# Category Archives: Modeling

## Account of the Third McGill/IFM2 Risk Management Conference

Held in the charming Quebec ski resort of Mont-Tremblant, the Third McGill/IFM2 Risk Management Conference took place from March 12 to 14, 2010. In addition to the rather good ski, a set of rather interesting papers were presented; among them, the following piqued my interest:

- “Components of Bull and Bear Markets: Bull Corrections and Bear Rallies” by John Maheu, Tom McCurdy, Yong Song. The authors employ a Markov switching model to separate out bull and bear markets. In particular, they identify four states: bull market, bull correction, bear market, and bear rally. The interesting point of the paper is their insight to incorporate economic restrictions into the HMM parametrization: the transition matrix is appropriately constrained, and the emission distributions each state must obey:
- Bull market state: mean return > 0
- Bull market correction: mean return < 0
- Bear market state: mean return < 0
- Bear market rally: mean return > 0

The estimation proceeds in a full Bayesian manner, with Gibbs sampling applied throughout. A private discussion with the authors indicates that the Gibbs chain mixes very quickly, which is probably due to the strong constraints on the parameters induced by the economic restrictions. All in all, an intuitive and tantalizing model.

- “A Multifrequency Theory of the Term Structure of Interest Rates” by Laurent Calvet, Adlai Fisher, Liuren Wu. This paper introduces a no-arbitrage term structure model that is capable of fitting instantaneously-observed rates perfectly (which is important in many applications), yet provides realistic evolution dynamics. Its most interesting feature—from my point of view—is to propose a low-dimensional representation of a large number of time series, each operating at its own time scale, and that are superposed to yield the final forecast. The individual time series are linked through common parameters, and the time-scale dependence stems from a power law. This decomposition appears useful for a large number of applications in time-series modeling beyond term-structure of interest rates.
- “Multi-Period Forecasts of Volatility: Direct, Iterated, and Mixed-Data Approaches” by Eric Ghysels, Antonio Rubia, Rossen Valkanov. This paper follows on the previous MIDAS literature to compare various paradigms for long-horizon forecasting of volatility:
- The “direct” approach tries to have a model predict at horizon N given N-period returns
- The “iterated” approach iterates N times a one-period forecast
- The “mixed-data” approach combines a set of one-period returns to yield directly a N-period forecast.

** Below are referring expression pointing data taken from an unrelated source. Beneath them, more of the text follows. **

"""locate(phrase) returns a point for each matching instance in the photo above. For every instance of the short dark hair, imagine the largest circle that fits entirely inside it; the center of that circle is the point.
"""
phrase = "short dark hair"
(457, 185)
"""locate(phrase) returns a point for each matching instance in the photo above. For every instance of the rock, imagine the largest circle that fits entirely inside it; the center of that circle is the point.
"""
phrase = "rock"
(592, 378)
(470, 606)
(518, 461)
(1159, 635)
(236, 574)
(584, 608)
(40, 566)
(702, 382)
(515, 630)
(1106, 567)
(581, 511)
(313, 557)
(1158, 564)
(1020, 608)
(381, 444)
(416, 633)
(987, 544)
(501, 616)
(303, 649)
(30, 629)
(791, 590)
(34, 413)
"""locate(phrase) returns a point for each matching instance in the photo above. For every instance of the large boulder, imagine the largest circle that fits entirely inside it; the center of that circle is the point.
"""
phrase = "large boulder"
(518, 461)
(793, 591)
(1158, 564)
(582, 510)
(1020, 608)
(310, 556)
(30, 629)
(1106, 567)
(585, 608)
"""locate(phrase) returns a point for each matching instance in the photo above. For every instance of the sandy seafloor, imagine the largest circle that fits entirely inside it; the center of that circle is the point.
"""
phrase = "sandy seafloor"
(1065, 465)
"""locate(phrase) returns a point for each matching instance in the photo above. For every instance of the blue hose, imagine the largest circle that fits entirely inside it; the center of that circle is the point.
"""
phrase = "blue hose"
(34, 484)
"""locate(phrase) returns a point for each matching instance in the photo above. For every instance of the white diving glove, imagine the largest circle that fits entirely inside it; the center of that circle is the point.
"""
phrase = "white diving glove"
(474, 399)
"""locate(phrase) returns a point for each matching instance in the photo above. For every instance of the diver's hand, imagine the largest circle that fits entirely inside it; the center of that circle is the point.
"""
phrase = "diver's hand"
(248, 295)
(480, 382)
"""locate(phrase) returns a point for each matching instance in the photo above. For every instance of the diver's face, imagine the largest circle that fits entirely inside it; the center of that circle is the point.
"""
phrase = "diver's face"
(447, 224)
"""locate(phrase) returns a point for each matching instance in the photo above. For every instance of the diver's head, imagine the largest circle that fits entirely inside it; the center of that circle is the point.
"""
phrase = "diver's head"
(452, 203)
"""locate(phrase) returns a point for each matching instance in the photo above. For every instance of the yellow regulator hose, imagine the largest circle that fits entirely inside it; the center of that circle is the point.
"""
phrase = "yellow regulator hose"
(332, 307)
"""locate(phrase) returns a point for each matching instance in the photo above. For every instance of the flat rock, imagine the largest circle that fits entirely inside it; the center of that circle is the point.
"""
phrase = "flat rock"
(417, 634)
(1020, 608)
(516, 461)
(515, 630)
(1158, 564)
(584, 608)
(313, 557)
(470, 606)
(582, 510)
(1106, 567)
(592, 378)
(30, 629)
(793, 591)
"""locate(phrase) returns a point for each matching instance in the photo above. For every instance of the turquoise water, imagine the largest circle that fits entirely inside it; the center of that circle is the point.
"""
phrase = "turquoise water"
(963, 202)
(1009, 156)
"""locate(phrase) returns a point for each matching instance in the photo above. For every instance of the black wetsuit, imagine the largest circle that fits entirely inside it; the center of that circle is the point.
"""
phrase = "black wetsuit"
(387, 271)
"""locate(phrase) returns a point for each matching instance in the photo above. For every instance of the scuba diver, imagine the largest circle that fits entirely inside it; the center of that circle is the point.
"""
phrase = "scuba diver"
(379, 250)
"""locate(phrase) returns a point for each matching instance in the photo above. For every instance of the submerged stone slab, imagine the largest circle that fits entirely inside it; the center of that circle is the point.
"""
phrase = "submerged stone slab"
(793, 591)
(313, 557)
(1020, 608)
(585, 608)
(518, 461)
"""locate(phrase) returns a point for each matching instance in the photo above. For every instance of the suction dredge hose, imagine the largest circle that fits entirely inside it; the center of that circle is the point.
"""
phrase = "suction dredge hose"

The authors’ model falls in the latter category, and appears to beat both the direct and iterated approaches on US stock market portfolios, using a cross-section of size, book-to-market and industry portfolios.

- “Variance Risk Premia, Asset Predictability Puzzles, and Macroeconomic Uncertainty” by Hao Zhou (speaking for himself and not the Federal Reserve Board). One of the wonders of option markets is that implied volatility is generally higher than the subsequent realized volatility—in other words, implied volatility is usually an upwards-biased predictor of realized volatility. This explains why option writing strategies can be so profitable. This phenomenon, called the
*volatility premium*, has been characterized in depth by Bjørn Eraker. However, it remained some mystery as to the economic drivers of this premium. This paper tries to explain it via*economic uncertainty*(which is incorporated via a general equilibrium model). It also examines the implications for risk premia across equity, bond and credit asset classes. - “What Ties Return Volatilities to Price Valuations and Fundamentals?” by Alex David, Pietro Veronesi. It has long been observed that stock price volatility is much higher than can be explained by volatility in the fundamentals. The paper opens with a citation by Engle and Rangel:

“

*After more than 25 years of research on volatility, the central unsolved problem is the relation between the state of the economy and aggregate financial volatility. The number of models that have been developed to predict volatility based on time series information is astronomical, but the models that incorporate economic variables are hard to find. Using various methodologies, links are found but they are generally much weaker than seems reasonable. For example, it is widely recognized that volatility is higher during recessions and following announcements but these effects turn out to be a small part of measured volatility*.” [Engle and Rangel (2008)]This paper attemps to shed more light on this issue: they introduce a model where investors learning about unusual fundamental states leads to a V-shaped relationship between volatilities and prices.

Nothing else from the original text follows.